Major progress is being made in treating post traumatic stress disorder, thanks to research happening right here in Tampa Bay.
What makes this treatment protocol so interesting is that it’s nowhere near a doctor’s office.
Wounded warriors side-lined by massive brain injuries, those who have had limbs blown off, or ones who are dealing with intense bouts of PTSD are being treated while on adventure based excursions.
“I look forward to going sailing I look forward to working the jib sheet, and getting back out there, there are other challenges like mountain climbing I want to go do it. I want to get back to who I was,” said Anthony Webster, who participates in “Combat Wounded Veteran Challenge” excursions.
The non-profit organization run by military members for wounded veterans travels the world taking vets on adventures. What makes this different from any other organization that helps our military, is there is a huge research component that happens on the excursions.
For example, during a huge competitive regatta happening this weekend in St. Petersburg, a licensed mental health expert who has experience working with vets will climb on board a sailboat to participate in the research.
“I can clinically observe the PTSD the symptoms and issues in the group, and help them while they are here doing something fun,” said Dr.

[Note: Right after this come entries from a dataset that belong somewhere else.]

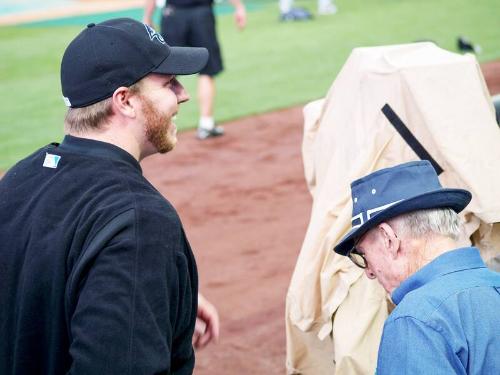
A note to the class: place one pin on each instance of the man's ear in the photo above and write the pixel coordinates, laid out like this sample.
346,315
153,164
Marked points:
391,240
124,102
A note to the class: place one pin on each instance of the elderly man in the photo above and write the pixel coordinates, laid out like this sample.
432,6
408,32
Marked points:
96,273
406,235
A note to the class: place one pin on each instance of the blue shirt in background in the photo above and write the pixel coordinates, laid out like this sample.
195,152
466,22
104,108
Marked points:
447,319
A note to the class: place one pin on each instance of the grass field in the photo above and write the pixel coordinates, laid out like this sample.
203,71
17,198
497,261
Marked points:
269,65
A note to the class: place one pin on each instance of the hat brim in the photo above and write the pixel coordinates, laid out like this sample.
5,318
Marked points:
183,61
456,199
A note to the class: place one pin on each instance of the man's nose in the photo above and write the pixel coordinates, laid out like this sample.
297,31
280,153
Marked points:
182,95
369,273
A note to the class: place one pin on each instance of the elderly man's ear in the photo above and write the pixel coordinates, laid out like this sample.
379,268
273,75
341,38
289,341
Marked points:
391,240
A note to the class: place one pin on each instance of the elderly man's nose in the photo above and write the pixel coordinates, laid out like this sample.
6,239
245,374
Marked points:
369,273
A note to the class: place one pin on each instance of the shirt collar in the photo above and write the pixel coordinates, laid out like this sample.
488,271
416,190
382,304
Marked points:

Carrie Elk of the Elk Institute.
The Elk Institute is also a non-profit that has partnered with Combat Wounded Veteran Challenge to treat retired and active military members dealing with PTSD.
Combat Wounded Warriors was founded four years ago, and has seen retired military make tremendous strides by attending the adventures that include everything from climbing mountains to scuba diving.
This weekend veterans from all across the country are in town to participate in the America’s Disabled Open Regatta.
The veterans pay nothing out of pocket to participate in the challenges, but by being part of the research, they are helping other wounded vets who will one day be able to attend the same outings.
Many also leave with a new perspective on life, and can’t wait for the next journey.
“They’ll be the first one to tell you hey this was my last ditch effort – I was going to hang it up and retired to my living room and stay locked in my house,” said retired military leader Nelson Corbin.
He explained that every vet, including his son, who is a double amputee, feels better and is once again ready to face the world.